According to the best estimates of astronomers from around the world, there are at least one hundred billion galaxies in the observable universe.
That doesn't even include the parts of our universe (there could be multiple universes) that we can’t see. Within those galaxies, scientists estimate that there are as many as one hundred billion galaxies. For all we know, these numbers could be in the trillions.
New research coming from a team of international scientists, led by Professor Heidi Jo Newberg from the Rensselaer Polytechnic Institute, suggests that the Milky Way galaxy is at least 50 percent larger than what is commonly believed. These estimates are based on new findings that reveal our galaxy is contoured into multiple concentric ripples.
“In essence, what we found is that the disk of the Milky Way isn’t just a disk of stars in a flat plane — it’s corrugated. As it radiates outward from the sun, we see at least four ripples in the disk of the Milky Way. While we can only look at part of the galaxy with this data, we assume that this pattern is going to be found throughout the disk.” (source)
The research is showing that what were previously thought to be rings are actually part of the galactic disk itself. As a result, scientists are now estimating that the Milky Way galaxy is not at least 100,000 light years across, but 150, 000, which is a pretty massive difference.
The research, funded in part by the National Science Foundation and titled “Rings and Radial Waves in the Disk of the Milky Way,” was recently published in the Astrophysical Journal. (source)
Another quote to reiterate the findings:
“Going into the research, astronomers had observed that the number of Milky Way stars diminishes rapidly about 50,000 light years from the center of the galaxy, and then a ring of stars appears at about 60,000 light years from the center, What we see now is that this apparent ring is actually a ripple in the disk. And it may well be that there are more ripples further out which we have not yet seen.” (source)
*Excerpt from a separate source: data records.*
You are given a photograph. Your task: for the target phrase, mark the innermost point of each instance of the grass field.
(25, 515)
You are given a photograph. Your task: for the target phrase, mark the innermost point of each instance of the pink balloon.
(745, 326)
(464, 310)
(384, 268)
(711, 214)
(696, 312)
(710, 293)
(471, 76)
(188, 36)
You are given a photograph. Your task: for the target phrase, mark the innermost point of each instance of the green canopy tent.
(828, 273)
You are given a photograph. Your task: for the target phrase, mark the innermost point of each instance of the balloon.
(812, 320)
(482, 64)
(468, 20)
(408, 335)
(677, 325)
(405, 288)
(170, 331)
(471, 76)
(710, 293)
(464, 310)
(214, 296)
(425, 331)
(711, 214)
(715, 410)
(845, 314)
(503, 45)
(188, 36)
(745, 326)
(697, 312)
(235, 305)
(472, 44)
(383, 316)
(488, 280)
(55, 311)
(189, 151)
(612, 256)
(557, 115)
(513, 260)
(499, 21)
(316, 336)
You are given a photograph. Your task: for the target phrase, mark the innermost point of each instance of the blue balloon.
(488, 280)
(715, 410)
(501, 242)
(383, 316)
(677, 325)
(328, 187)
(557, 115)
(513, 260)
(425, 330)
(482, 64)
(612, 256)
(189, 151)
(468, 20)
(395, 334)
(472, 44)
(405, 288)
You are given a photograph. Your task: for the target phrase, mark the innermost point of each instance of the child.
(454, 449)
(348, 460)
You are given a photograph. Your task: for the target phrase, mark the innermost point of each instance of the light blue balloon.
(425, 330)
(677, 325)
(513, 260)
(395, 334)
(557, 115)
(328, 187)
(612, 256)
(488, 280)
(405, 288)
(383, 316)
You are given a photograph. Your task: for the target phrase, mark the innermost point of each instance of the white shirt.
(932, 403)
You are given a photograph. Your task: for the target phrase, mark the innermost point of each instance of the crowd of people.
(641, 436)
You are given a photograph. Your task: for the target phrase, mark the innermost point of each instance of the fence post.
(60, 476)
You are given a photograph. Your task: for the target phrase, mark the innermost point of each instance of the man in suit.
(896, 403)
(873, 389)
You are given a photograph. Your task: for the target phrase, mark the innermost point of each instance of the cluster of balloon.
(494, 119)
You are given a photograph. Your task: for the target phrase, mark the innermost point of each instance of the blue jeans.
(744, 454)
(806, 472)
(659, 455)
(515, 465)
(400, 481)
It’s pretty mind altering if you think about it, isn’t it? Light travels at 186,000 miles per second, so one light year is nearly 6 trillion miles. These new findings also raise further questions with regards to life beyond Earth. The general consensus within the scientific community these days it that yes – life beyond our world exists without question and it’s just a matter of time before we discover it.
Our reality seems to be larger than the human mind can comprehend, and all possibilities ranging from multiple universes, dimensions, parallel realities, time travel, shortcuts through space (wormholes), and much more are plausible.